Now all this was none of Tarzan’s affair. The shes of the city of Castra Sanguinarius meant no more to the savage ape-man than did the shes of the village of Nyuto, chief of the Bagegos. They meant no more to him than did Sabor the lioness and far less than did the shes of the tribe of Akut or of Toyat the king apes—but Tarzan of the Apes was often a creature of impulses; now he realized that he did not like the rat-faced young man, and that he never could like him, while the girl that he was maltreating seemed to be doubly likeable because of her evident aversion to her tormentor.

The man had bent the girl’s frail body back upon the bench. His lips were close to hers when there was a sudden jarring of the ground beside him and he turned astonished eyes upon the figure of a half-naked giant. Steel-gray eyes looked into his beady black ones, a heavy hand fell upon the collar of his tunic, and he felt himself lift from the body of the girl and then hurled roughly aside.

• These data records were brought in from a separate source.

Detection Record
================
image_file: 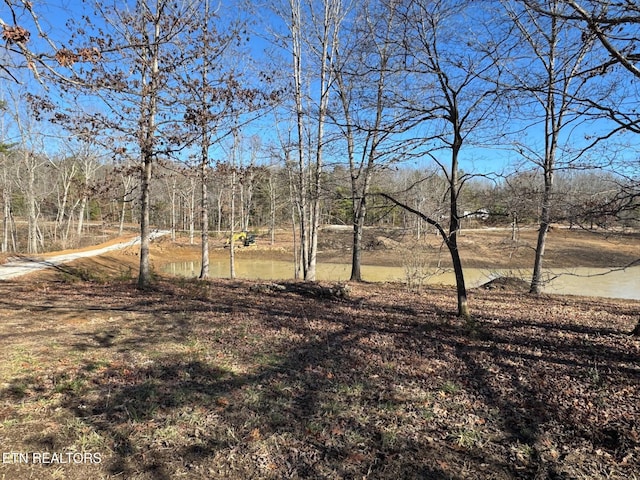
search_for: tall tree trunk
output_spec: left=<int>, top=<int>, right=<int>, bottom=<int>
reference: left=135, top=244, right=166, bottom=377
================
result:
left=138, top=8, right=160, bottom=289
left=200, top=141, right=209, bottom=279
left=139, top=149, right=153, bottom=289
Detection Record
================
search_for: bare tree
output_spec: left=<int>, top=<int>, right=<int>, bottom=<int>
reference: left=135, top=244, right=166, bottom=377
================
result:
left=383, top=0, right=499, bottom=320
left=504, top=0, right=606, bottom=293
left=333, top=1, right=410, bottom=281
left=276, top=0, right=344, bottom=280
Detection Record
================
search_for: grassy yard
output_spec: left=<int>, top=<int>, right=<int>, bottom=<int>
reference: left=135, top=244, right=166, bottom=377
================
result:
left=0, top=279, right=640, bottom=480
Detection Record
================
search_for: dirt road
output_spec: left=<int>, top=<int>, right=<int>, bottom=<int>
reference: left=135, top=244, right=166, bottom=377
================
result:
left=0, top=230, right=169, bottom=280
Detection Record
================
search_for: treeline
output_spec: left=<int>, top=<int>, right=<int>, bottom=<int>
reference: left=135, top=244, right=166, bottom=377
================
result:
left=0, top=146, right=640, bottom=253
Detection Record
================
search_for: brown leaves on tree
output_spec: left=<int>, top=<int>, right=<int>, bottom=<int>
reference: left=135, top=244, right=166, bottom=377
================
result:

He saw his assailant lift his victim to her feet and his little eyes saw, too, another thing: the stranger was unarmed! Then it was that the sword of Fastus leaped from its scabbard and that Tarzan of the Apes found himself facing naked steel. The girl saw what Fastus would do. She saw that the stranger who protected her was unarmed and she leaped between them, at the same time calling loudly, “Axuch! Sarus! Mpingu! Hither! Quickly!”

Tarzan seized the girl and swung her quickly behind him, and simultaneously Fastus was upon him. But the Roman had reckoned without his host and the easy conquest over an unarmed man that he had expected seemed suddenly less easy of accomplishment, for when his keen Spanish sword swung down to cleave the body of his foe, that foe was not there.

Never in his life had Fastus witnessed such agility. It was as though the eyes and body of the barbarian moved more rapidly than the sword of Fastus, and always a fraction of an inch ahead.

Three times Fastus swung viciously at the stranger, and three times his blade cut empty air, while the girl, wide-eyed with astonishment, watched the seemingly unequal duel.